Also, the pressure to be a PI and only a PI is horrible. Academics can be so cruel if you have other career aspirations. Try telling your PI that you want to do some volunteer work or take extra classes to prepare yourself for another job. The PhD needs to be diversified. There aren't enough faculty positions for all those graduating with PhDs....

谢谢你分享你的经历。我不能说我的经历跟你完全类似。我在分子细胞生物学领域拿到了博士学位,而且我也很兴奋我可以从事我所喜欢的工作。然而,经过了四年的各种博士后分享他们的职业生涯是多么恐怖之后,我决定离开了。因为我只有在学术圈的经验,包括发表了一些文章,我很难在学术圈外面找到一份工作。我又回到了实验室做一名实验管理员,近年来我的老板进步也很大,我也很喜欢我的研究工作,但是我担心我微博的薪水很难负担得起我的学业贷款。你可能觉得一个科学性的硕士应该拿到更多的报酬,也许拿不到,但是对我们的定价这视乎不是由我们本身能决定的。

而且,成为一个PI的压力也是非常可怕的,学术圈是如此的残酷。试着去告诉拿到导师,你可以做一些义务工作或者参加一些额外的课程,做一些能帮助你走出学术圈拿到社会上的工作的事情吧。博士也必须多元化,毕竟,现实社会中没有那么多的教职能满足现在所有的在读博士。

labratMarch 1, 2014 at 10:58 PM

I was you... completely. I started doing science when I was 14 and working in a university lab by the time I was 17 and a Goldwater Fellow at 19. I loved science until I went to graduate school and saw it for what it was becoming. You don't even talk about in your article the things that I found truly demoralizing- the lying, cheating, stealing projects, fabricating data etc to get publications and funding. The amount of retractions that seem to be going up every year because of the need to publish. I don't trust the people in my graduate lab and I don't trust my adviser- he considers stealing and using untested reagents (because testing requires time) to be "ambitious". It is really sad and was heartbreaking for someone that loved science in its pure form so much.

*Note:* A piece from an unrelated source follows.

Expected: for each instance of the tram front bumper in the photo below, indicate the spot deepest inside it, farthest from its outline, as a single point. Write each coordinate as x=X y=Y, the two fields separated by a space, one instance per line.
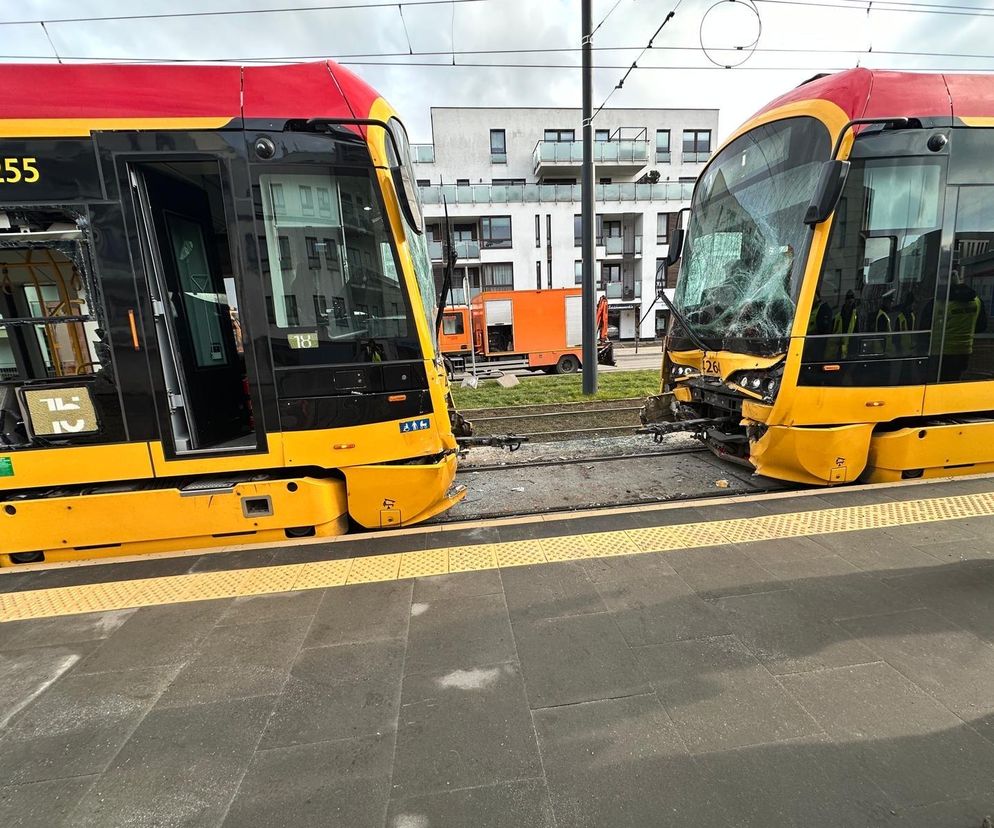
x=816 y=456
x=402 y=494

I met Jasper once and really was charmed by him. I think he is completely right- the people that are left in our generation of sciencists (I graduated in 2002) are the people that learned how to claw their way to the top by any means necessary and generally are more enamored with the idea of being a professor than of doing good science.

我跟你所经历的简直一模一样!我从14岁开始就从事科学研究了,到17岁的时候进入了一所大学的实验室,19岁的时候就拿到了教职。我热爱科学,直到我进入研究生学习阶段后,看到了一些现实。对于学术圈的肮脏,你还有很多东西没有提到,包括那些欺骗,谎言,偷窃学术成果,伪造经历来骗取研究基金资助。迫于发论文的压力,如此的事件发生的越来越频繁了。我不敢相信我研究生实验室里面的任何同事,甚至我的导师,他一直想使用那些未经批准的试剂(因为试剂要想得到批准必须要经过很多耗费时间的测试)。这些现实的问题对一个一直纯洁的热爱科学研究的人造成了很大的伤害。我以前见过你的导师Jasper一次,非常的仰慕他。我觉得他说的非常对,我们这一代人还留在科学界的都是学会了那些必须的申请基金的技巧,他们更擅长去做一个教授,而不是做科学研究工作。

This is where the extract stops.